Logo em seguida Fairbanks cai num semi-estupor e numa rede de imagens sucessivas se imagina velho e o que fará quando tiver mais idade. Vê-se falando consigo, lendo um grosso volume de poesia, esporadicamente argüindo o Criador. Agora pode se enxergar. Suas feições são plácidas. Está com a cara dos que de verdade sabem algo. Subitamente, ainda dentro do seu semi-sono, no sonho, alguém o interrompe:

– Sr. Fairbanks ?

– Sim

– O Sr. pode terá a gentileza de me acompanhar?

Fairbanks consente, sem ter certeza alguma de seu desejo.

Vê–se seguir um homem de meia idade, musculoso, bem atarracado, que anda forte, sob passadas rápidas, descalço. O trote é quase militar. Embarcam numa canoa (um pequeno bote com motivos indígenas estampados, mas que, de soslaio, pensa ter reconhecido a palavra Rubicão). Sem aviso, o tranco. Esta em mar aberto. A turbulência é forte ainda que não haja motor algum. Fairbanks hesita pelo chacoalhar constante, mas não chega a ficar nauseado. Chegam até uma minúscula ilha. Mais exatamente um banco de areia avantajado com rochedos escuros. Avista logo um farol desproporcional em forma de torre. Fairbanks se vira para se dirigir ao homem que o conduziu mas este, estranhamente, sumira.
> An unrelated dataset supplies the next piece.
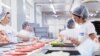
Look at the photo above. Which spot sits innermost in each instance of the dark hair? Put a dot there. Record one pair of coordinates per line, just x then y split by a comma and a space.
24, 25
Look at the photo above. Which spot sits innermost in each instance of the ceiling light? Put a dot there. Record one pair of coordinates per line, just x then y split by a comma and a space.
51, 5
Volta-se e constata o farol aceso.

– Em pleno dia? exclama perplexo mas sem se importar!

É bem alto. Sobe as escadas. Lábios trêmulos. Sua tensão acentua-se e deglute em seco ao ver quem era o faroleiro: ele mesmo. O contato visual empalidece ambos. Ocorre-lhe uma remota semelhança com um de seus filmes prediletos “Morangos Silvestres” de Bergman. Mas nada era sinistro. Fairbanks passa horas dialogando com aquele simpático e inusitado desdobramento de si mesmo. Dá-se conta que jamais tivera conversas tão agradáveis, elucidativas e despreocupadas. Nota que há anos não se sentia tão integrado a alguém. Nunca fora também tão longe na profundidade das reflexões. Temas como vida, morte, destino, solidão e fragilidade ficaram voando entre as duas mentes, como velhas conhecidas que eram.
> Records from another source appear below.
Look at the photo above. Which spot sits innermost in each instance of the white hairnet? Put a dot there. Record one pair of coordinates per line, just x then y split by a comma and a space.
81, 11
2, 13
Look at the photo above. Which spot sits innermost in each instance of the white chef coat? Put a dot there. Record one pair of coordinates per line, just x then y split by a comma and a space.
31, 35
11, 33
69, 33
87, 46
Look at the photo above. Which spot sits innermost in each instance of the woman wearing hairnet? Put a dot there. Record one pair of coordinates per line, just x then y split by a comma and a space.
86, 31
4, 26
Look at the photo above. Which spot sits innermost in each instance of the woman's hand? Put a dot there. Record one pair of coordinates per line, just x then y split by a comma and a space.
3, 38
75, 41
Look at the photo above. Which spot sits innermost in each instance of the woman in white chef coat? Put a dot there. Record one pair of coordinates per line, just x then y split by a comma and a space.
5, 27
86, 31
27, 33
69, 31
Toca o telefone, Fairbanks desperta um pouco atordoado. Vê-se sob a mesma árvore. A tempestade está vigente. Despertou do primeiro sono, pensa. Faz força para se erguer e nada. Preciso acordar, deduz. Lera que isto poderia ser o fenômeno desdobramento mas seu ceticismo miliante não engulira esta. Finalmente, não sem grande esforço, inclusive muscular, sai como se aprisionado durante anos o sofá que adormecera.

– Muito estranho, balbucia com a cabeça pendente e ligeiramente ofegante.

O telefone toca.

– Fair?

– Sim

– Sandor!

– Que horas são?

– 7:42 da manhã

– Dormi pesado e tive um sonho.

– Tudo bem, desculpe não ter tempo para falar ontem à noite

– Sem problema, andei conversando bastante. Te ligo depois, já desligando em tom
lacônico.

– Ok.

Sandor desliga e fica intrigado por ser dispensado pelo amigo que em geral tinha o hábito de “grudar”.
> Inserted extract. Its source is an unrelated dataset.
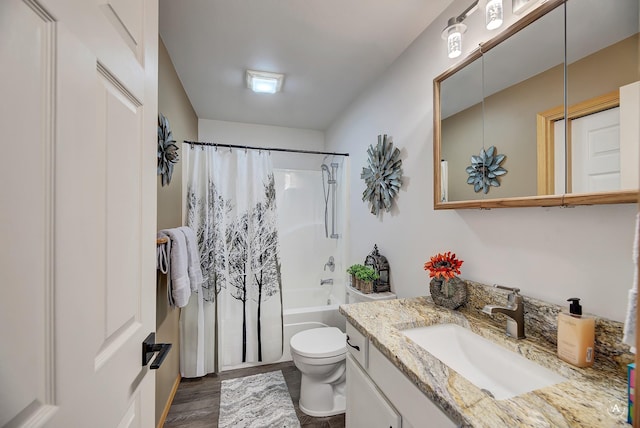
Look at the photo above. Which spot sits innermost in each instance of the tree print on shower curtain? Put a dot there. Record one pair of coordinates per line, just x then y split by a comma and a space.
206, 218
264, 253
231, 206
238, 256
Fairbanks, no entanto, deu um passo decisivo para resignificar sua solidão. Entrou no hall de diálogos. Saiu disposto a se ouvir mais. Solitário ou não seu tempo foi repensado. Não é mais vitima de ter que estar com seu si mesmo. Fair, para ser intimo, descobrira um horizonte provável na sonolência imprecisa de uma tarde que tinha tudo para ser como todas as outras.